BBC.COM-Image copyright EPA Image caption The whole of Italy has been on lockdown for almost two weeks
The number of people dying from coronavirus in Italy has risen by 475 in one day to nearly 3,000 – the biggest increase since the outbreak.
There are a total of 35,713 confirmed cases in the country, with more than 4,000 having successfully recovered.
Lombardy, the worst-hit region, recorded 319 deaths in one day.
Italy is the world’s worst affected country after China, where the virus originated last year. At least 8,758 people have died, most in China.
The vast majority of the more than 200,000 confirmed cases – 80% – have occurred in Europe and the Western Pacific region, which includes much of Asia, the World Health Organization (WHO) says.
Many countries have taken drastic measures, including social distancing and cancelling major events to help slow transmission and reduce pressure on the health systems.
“But to suppress and control epidemics, countries must isolate, test, treat and trace,” the WHO chief Tedros Ghebreyesus said on Wednesday.
Italy has been on lockdown for almost two weeks as authorities try to halt the progress of the virus.
People have been asked to stay indoors – but the number of deaths has continued to spiral.
The WHO’s emergencies director, Mike Ryan, said this was probably due to the “astonishing” number of cases within the health systems, as well as the high number of elderly people in the population at large.
Dr Tedros hailed the beginning of the first vaccine trial so soon after the emergence of the virus as “an incredible achievement”.
The first human trial of a vaccine began in the US at the Kaiser Permanente research facility in Seattle earlier this week. But experts warn that it will be many months before it is clear if it will work.
How bad is the situation in the rest of Europe?
Spain now has 598 dead and 13,716 infections. An inquiry is to be launched into the deaths of at least 17 residents of a nursing home in Madrid, where dozens of cases of Covid-19 have been reported.
In France, the number of confirmed cases grew by more than 16% on Tuesday, reaching 7,730, while the death toll rose to 175, with 7% of the dead aged under 65.
In the UK, the number of dead has reached 104.
Germany has 12 deaths and 8,198 cases.

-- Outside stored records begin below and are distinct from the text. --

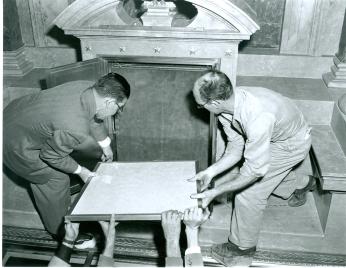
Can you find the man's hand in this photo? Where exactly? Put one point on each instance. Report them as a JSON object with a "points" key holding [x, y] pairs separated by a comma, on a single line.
{"points": [[194, 217], [108, 229], [71, 230], [206, 197], [85, 174], [204, 177], [171, 224], [107, 155]]}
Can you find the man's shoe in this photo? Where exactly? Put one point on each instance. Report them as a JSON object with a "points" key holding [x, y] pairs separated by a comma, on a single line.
{"points": [[230, 255], [298, 198], [85, 241]]}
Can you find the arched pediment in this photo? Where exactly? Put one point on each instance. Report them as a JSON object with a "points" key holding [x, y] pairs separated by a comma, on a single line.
{"points": [[221, 15]]}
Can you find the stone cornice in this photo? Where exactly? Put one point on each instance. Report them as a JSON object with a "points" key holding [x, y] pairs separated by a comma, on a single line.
{"points": [[73, 19]]}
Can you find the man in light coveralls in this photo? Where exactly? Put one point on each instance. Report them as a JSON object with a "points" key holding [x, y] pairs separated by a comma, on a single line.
{"points": [[269, 132]]}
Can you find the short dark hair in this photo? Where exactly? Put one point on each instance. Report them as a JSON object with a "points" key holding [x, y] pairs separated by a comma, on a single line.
{"points": [[215, 85], [113, 85]]}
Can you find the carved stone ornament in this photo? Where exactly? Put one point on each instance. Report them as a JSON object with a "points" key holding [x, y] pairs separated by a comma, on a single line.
{"points": [[221, 19]]}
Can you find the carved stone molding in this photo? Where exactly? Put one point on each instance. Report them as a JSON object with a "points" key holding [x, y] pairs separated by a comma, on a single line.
{"points": [[79, 13], [15, 63], [337, 77], [307, 27]]}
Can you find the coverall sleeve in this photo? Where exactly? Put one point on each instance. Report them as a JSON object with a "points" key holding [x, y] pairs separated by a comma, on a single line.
{"points": [[98, 130], [56, 151], [257, 146]]}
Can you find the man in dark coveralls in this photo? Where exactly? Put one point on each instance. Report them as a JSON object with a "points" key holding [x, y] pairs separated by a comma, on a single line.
{"points": [[42, 130]]}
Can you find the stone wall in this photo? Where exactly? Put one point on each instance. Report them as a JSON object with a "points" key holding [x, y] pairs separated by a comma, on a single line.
{"points": [[11, 28]]}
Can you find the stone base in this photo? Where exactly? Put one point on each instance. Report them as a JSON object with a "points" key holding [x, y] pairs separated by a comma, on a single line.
{"points": [[16, 64], [337, 77]]}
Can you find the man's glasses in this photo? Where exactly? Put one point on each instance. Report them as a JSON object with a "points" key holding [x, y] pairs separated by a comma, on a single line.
{"points": [[120, 108], [110, 102], [201, 106]]}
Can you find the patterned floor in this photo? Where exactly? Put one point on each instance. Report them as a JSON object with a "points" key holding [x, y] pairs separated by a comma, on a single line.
{"points": [[36, 244]]}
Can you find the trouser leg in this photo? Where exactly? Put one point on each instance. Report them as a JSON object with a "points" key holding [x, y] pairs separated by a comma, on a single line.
{"points": [[53, 200], [250, 204]]}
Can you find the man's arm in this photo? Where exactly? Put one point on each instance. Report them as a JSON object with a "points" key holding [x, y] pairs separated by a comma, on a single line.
{"points": [[257, 159], [99, 132], [232, 155], [56, 153]]}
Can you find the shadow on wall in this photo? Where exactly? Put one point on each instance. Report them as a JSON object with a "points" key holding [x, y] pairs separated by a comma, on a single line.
{"points": [[66, 40]]}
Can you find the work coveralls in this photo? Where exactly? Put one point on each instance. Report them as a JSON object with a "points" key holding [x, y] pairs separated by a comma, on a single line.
{"points": [[270, 132], [40, 131]]}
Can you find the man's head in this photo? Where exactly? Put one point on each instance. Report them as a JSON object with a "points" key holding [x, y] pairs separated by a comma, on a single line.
{"points": [[111, 93], [212, 90]]}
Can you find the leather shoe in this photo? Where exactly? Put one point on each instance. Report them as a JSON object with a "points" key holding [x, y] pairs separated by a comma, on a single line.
{"points": [[298, 198]]}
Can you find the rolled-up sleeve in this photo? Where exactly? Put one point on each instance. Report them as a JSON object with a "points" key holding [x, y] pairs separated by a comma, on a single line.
{"points": [[55, 152], [235, 141], [257, 146]]}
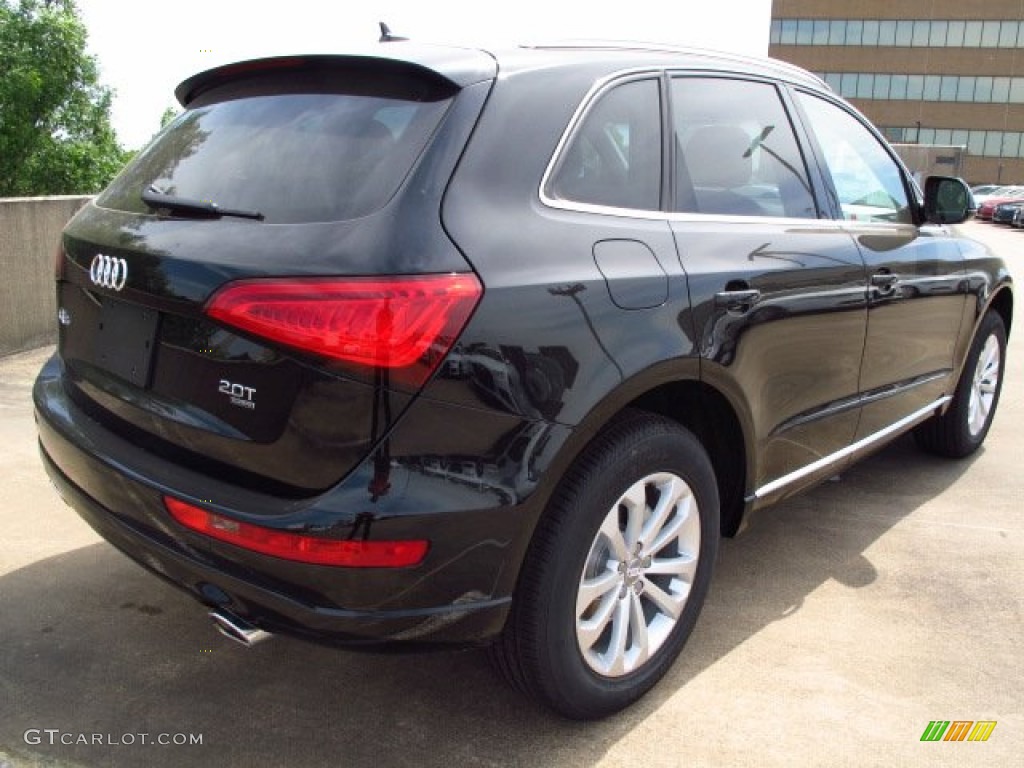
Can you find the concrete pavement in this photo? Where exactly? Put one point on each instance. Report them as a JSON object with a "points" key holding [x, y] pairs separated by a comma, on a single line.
{"points": [[838, 627]]}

In a TV address, Chancellor Angela Merkel urged Germans to abide by restrictions aimed at combating the pandemic. “Since German reunification, actually, since World War Two, there has never been a challenge for our country in which acting in solidarity was so very crucial,” she said.
Belgium has 14 deaths and 1,486 cases.
What’s happening across Europe’s borders?

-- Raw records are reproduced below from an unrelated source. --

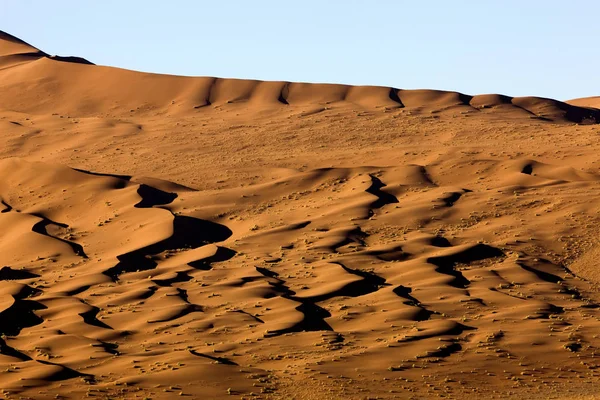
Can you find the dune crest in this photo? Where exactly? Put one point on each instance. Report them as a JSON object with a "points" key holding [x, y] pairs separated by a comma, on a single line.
{"points": [[204, 237]]}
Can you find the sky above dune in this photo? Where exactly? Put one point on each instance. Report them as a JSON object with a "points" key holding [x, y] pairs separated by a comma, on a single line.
{"points": [[519, 48]]}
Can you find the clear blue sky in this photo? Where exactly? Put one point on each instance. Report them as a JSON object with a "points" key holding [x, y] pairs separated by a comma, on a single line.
{"points": [[528, 47]]}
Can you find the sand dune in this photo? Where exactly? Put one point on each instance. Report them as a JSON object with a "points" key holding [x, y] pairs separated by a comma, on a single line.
{"points": [[172, 236]]}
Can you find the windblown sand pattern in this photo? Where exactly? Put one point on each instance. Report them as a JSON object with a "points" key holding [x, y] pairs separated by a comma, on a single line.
{"points": [[170, 236]]}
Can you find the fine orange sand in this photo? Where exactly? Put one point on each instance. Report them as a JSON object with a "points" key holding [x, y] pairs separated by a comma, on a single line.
{"points": [[166, 236]]}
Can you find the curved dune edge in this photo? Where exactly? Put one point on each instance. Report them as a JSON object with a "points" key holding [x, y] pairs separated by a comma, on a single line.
{"points": [[31, 75], [125, 292], [206, 238]]}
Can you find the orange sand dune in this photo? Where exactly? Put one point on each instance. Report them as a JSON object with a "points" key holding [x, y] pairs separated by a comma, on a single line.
{"points": [[593, 102], [170, 236]]}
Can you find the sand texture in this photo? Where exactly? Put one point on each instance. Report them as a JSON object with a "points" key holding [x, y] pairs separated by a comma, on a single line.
{"points": [[166, 236]]}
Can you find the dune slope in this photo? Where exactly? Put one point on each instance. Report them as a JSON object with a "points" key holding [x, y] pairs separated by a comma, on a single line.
{"points": [[172, 236]]}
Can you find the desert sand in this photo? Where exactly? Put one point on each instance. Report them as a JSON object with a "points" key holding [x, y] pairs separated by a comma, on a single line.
{"points": [[167, 236]]}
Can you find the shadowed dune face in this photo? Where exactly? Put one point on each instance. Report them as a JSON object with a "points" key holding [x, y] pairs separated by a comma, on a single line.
{"points": [[356, 272], [169, 236]]}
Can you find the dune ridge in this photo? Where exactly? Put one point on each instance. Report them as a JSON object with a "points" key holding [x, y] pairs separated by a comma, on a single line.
{"points": [[43, 77], [168, 236]]}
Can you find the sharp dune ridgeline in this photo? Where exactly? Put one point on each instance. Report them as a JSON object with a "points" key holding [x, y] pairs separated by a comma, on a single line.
{"points": [[205, 237]]}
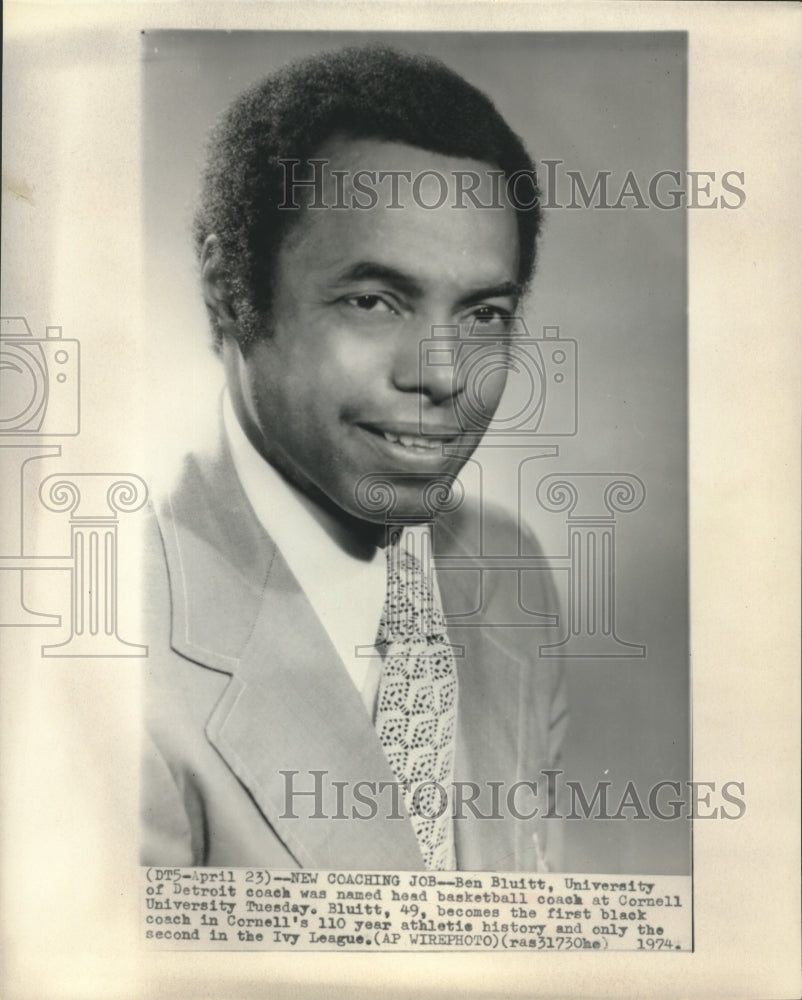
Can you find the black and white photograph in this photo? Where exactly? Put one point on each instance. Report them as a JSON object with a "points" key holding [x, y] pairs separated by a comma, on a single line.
{"points": [[497, 377], [398, 504]]}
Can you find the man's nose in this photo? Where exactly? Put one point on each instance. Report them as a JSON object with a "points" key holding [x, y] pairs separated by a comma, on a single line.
{"points": [[425, 362]]}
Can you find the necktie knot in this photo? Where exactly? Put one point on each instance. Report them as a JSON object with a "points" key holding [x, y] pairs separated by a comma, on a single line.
{"points": [[411, 609]]}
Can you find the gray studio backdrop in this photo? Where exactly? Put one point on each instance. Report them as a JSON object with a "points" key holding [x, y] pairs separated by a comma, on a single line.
{"points": [[612, 280]]}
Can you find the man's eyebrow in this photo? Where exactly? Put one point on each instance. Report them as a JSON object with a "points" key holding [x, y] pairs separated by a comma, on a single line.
{"points": [[504, 289], [368, 270]]}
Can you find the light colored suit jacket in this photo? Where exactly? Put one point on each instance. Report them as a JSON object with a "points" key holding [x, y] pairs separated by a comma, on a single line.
{"points": [[246, 699]]}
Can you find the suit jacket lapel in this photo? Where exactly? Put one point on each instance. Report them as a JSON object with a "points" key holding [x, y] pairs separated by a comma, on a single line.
{"points": [[487, 728], [290, 705]]}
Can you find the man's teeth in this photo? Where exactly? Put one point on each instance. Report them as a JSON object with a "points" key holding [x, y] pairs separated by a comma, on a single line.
{"points": [[409, 441]]}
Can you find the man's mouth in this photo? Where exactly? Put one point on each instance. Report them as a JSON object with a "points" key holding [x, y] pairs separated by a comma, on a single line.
{"points": [[425, 441], [415, 442]]}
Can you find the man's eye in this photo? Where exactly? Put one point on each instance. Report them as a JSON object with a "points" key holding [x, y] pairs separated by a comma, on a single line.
{"points": [[490, 314], [370, 303]]}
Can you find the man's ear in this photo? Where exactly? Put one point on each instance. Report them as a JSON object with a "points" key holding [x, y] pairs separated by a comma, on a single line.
{"points": [[216, 287]]}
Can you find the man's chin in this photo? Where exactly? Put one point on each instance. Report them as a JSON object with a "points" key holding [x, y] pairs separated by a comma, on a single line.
{"points": [[403, 498]]}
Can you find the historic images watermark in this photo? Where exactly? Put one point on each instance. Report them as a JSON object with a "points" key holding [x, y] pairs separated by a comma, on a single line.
{"points": [[546, 795], [312, 184], [39, 403]]}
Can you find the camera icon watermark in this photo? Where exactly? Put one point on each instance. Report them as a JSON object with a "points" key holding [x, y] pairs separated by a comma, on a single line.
{"points": [[538, 376], [39, 381]]}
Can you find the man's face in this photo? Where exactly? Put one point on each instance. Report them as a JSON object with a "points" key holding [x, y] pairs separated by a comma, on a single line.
{"points": [[336, 391]]}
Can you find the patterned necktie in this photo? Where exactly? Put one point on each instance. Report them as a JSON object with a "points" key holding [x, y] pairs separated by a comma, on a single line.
{"points": [[416, 709]]}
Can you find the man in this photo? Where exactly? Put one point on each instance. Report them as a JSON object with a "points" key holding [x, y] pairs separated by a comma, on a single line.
{"points": [[313, 708]]}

Travellers from outside the EU are being turned away from airports and borders after the 27-country bloc imposed a 30-day ban to halt the spread of coronavirus.
EU leaders agreed that internal borders that have been erected in recent days should come down.
The ban will not affect Europeans going home or cross-border workers.
UK citizens are also not affected by it because an interim Brexit deal still ties the UK to EU rules.
The ban specifically covers all EU states as well as countries within the Schengen border-free zone, including Iceland, Switzerland, Norway and Liechtenstein.
All citizens will be given help returning home, and Germany has said it will continue a drive to fly home tens of thousands of tourists stranded abroad, from Morocco and Egypt to the Philippines and Argentina.
In many countries, people have been urged to stay at home as much as possible and only essential travel is allowed.